An important moment for British jazz...
'The Return'

Separated on the day of their sold-out show at Koko Camden, the split of the ground- breaking Yussef Kamaal felt like the premature end of something truly great. Only one week after winning the Breakthrough Act at the Jazz FM Awards, the scene felt a collective weight of missed opportunity for the British duo.

Yet, for Kamaal Williams this was only the beginning. Once the dust had settled, he immediately sought to build on the success of the critically acclaimed 'Black Focus', the 2016 record that put British jazz back on the map. His latest project, the aptly named ‘The Return’ confirms Kamaal’s position as the leader in this recent surge in UK jazz.

It seems this new sense of independence as an artist has allowed him to shake off the darker edge that ran through 'Black Focus', creating a more laid back, funk-soaked sound.

The record has a close connection with West Coast funk, the cosmic drums and psychedelic synths evoke a picture of California in the summertime.
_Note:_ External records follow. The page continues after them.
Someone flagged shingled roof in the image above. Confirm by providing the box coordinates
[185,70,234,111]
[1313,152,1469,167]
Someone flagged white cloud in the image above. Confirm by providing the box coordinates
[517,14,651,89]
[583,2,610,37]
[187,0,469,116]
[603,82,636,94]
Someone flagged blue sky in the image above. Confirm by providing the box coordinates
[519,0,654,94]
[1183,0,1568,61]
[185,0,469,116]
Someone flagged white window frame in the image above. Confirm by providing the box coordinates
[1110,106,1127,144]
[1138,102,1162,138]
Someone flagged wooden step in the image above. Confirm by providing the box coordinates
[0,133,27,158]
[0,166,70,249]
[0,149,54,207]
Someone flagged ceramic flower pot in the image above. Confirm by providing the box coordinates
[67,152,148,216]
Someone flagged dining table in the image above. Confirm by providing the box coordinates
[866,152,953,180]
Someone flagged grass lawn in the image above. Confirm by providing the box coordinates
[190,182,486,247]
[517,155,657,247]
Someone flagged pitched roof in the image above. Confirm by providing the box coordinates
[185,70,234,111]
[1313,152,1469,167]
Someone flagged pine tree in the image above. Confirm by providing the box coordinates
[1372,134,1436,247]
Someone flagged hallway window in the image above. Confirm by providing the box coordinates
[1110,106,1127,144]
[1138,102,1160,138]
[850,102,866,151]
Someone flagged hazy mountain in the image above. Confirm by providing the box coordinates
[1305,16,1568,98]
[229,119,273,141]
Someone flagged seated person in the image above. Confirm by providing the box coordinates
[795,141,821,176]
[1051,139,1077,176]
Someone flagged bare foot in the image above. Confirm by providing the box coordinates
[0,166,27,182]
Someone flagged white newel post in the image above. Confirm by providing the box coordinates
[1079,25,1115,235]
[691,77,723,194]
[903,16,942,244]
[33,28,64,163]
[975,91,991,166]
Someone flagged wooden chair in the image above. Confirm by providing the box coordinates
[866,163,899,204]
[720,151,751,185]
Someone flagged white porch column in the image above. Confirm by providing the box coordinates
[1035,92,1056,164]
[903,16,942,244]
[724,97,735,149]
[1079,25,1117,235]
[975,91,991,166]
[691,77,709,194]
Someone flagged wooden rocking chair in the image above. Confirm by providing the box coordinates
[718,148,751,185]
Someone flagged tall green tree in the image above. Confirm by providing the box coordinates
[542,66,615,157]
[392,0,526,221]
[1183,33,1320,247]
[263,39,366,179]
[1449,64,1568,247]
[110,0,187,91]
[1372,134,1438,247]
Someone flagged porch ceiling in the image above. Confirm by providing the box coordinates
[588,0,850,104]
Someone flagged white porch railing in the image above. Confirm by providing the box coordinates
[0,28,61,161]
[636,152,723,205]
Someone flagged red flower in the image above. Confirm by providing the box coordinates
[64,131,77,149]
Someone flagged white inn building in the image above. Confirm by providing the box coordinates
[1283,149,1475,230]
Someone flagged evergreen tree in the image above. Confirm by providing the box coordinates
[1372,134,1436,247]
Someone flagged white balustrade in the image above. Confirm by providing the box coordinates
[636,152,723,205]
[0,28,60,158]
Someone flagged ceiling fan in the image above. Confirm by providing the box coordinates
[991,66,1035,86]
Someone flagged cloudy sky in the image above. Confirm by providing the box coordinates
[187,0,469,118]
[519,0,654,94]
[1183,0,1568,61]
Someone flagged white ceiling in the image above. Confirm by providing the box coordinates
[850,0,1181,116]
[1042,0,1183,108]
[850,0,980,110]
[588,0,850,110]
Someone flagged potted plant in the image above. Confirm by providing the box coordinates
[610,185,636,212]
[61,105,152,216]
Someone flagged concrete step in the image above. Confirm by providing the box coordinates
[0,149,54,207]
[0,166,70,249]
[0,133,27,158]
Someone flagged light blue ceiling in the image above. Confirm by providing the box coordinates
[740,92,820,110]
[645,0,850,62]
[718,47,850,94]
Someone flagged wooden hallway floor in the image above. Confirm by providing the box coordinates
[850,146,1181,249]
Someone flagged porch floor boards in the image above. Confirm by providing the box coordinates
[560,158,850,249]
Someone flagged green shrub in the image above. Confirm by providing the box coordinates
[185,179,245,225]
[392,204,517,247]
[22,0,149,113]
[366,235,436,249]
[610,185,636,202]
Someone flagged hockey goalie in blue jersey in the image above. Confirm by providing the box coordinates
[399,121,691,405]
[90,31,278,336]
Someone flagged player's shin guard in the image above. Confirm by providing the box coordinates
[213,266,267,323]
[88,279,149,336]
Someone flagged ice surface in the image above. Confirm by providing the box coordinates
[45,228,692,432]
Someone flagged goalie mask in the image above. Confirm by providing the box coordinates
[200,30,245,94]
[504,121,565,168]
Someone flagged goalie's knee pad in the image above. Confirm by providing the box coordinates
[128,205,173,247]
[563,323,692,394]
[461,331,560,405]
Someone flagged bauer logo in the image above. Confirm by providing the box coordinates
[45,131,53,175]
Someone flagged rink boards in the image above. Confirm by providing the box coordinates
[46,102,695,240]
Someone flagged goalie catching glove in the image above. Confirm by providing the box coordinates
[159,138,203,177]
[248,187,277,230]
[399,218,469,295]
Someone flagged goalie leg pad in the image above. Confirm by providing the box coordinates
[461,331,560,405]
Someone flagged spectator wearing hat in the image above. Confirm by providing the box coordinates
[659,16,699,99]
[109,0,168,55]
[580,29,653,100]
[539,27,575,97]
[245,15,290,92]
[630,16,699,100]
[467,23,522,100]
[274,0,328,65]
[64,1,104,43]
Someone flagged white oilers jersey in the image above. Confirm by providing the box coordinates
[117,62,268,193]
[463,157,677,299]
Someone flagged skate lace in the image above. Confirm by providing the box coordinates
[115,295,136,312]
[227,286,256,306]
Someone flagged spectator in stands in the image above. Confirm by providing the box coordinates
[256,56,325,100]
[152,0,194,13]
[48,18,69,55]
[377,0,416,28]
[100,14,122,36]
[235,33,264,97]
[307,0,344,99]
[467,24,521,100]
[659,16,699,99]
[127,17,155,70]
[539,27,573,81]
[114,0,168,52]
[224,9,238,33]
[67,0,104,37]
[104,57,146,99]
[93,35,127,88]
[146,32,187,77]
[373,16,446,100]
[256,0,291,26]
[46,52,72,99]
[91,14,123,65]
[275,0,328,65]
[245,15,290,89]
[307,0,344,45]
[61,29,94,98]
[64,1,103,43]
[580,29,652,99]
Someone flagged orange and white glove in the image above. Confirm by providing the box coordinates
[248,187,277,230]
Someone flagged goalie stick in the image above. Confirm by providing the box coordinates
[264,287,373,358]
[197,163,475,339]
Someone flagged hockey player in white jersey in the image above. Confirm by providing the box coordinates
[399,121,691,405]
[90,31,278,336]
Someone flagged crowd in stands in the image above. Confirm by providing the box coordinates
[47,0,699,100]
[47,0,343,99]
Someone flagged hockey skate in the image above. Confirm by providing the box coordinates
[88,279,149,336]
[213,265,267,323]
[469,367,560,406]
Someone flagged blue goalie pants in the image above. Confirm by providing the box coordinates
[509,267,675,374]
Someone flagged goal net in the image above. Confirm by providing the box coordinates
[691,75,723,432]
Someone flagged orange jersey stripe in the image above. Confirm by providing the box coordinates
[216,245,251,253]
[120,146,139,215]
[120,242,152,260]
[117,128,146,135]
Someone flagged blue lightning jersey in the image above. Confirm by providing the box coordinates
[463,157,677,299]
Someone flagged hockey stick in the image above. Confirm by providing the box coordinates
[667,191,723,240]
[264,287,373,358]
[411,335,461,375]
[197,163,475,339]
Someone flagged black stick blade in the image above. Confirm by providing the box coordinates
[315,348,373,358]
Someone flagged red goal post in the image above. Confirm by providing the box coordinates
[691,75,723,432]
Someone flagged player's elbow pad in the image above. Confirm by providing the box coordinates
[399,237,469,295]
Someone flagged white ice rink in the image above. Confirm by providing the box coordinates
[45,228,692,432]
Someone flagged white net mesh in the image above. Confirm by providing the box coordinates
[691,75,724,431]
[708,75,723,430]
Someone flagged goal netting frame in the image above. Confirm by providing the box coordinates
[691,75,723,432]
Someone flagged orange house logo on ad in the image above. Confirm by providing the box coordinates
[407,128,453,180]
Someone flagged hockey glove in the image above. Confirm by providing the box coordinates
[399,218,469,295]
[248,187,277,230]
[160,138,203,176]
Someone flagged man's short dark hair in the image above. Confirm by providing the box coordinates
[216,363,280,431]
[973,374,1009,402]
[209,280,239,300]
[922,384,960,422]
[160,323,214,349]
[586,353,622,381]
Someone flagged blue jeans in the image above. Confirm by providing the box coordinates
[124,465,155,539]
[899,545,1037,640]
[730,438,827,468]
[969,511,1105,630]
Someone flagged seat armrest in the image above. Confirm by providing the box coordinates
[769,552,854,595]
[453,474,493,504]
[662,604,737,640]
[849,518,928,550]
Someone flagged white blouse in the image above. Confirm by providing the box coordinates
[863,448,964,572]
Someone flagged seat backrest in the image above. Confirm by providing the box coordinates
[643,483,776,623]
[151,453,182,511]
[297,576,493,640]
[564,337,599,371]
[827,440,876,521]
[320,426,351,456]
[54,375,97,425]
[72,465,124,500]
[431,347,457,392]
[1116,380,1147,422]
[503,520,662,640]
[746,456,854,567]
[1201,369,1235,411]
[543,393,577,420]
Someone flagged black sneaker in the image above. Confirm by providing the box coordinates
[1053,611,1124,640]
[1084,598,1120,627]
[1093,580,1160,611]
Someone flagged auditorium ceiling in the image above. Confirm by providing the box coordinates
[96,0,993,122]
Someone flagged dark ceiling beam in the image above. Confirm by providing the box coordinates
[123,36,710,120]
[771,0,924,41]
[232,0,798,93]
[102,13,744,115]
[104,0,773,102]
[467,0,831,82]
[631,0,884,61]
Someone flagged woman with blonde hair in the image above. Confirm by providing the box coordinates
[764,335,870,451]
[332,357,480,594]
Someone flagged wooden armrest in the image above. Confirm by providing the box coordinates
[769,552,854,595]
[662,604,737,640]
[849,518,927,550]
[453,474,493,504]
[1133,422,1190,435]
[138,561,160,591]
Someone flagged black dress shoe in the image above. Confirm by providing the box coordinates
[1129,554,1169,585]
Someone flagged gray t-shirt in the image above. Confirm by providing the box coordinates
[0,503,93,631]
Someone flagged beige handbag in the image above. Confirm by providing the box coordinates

Importantly, Williams mixes this West Coast style with the diverse energies coming out of London, with touches of R&B, hip hop and drum 'n' bass, lingering throughout. Here he has accurately depicted the state of contemporary pop culture, that uses the ease of access to a variety of influences to form a unique hybridity in style.

Equally, 'The Return' showcases the link between new wave jazz in California and London. The hot pot of grooves coming out of the capital from the likes of Kamaal Williams, Sons Of Kemet, Blue Lab Beats and Nubya Garcia is mirrored in equal measure by Kamasi Washington and Terrace Martin across the pond.

Williams has built on the free-flowing nature we saw in 'Black Focus', encapsulating the expressive nature that jazz was built on. This belief in spontaneity is shown on ‘Sitautions’, which was live recorded in Milan for the album. As a collective, Williams’ band are equally effective when swirling through the high energy ‘Catch The Loop’ as they are on the gentle ‘Medina’. The latter’s delicate drums and meditative bassline cruise effortlessly alongside Kamaal’s velvety keys.

Yet the defining moment comes at the climax of the title track, which has a distinct similarity to 'Strings Of Light' from 'Black Focus'. The powerful strings build to a tantalising crescendo, only to fade into the sound of William’s voice. He counts his band into the funk driven 'High Roller', symbolically steering his sound into new territories, paying homage to his previous work while moving forward on his own.

This album signifies a moment for UK jazz but more importantly this a moment for Kamaal Williams.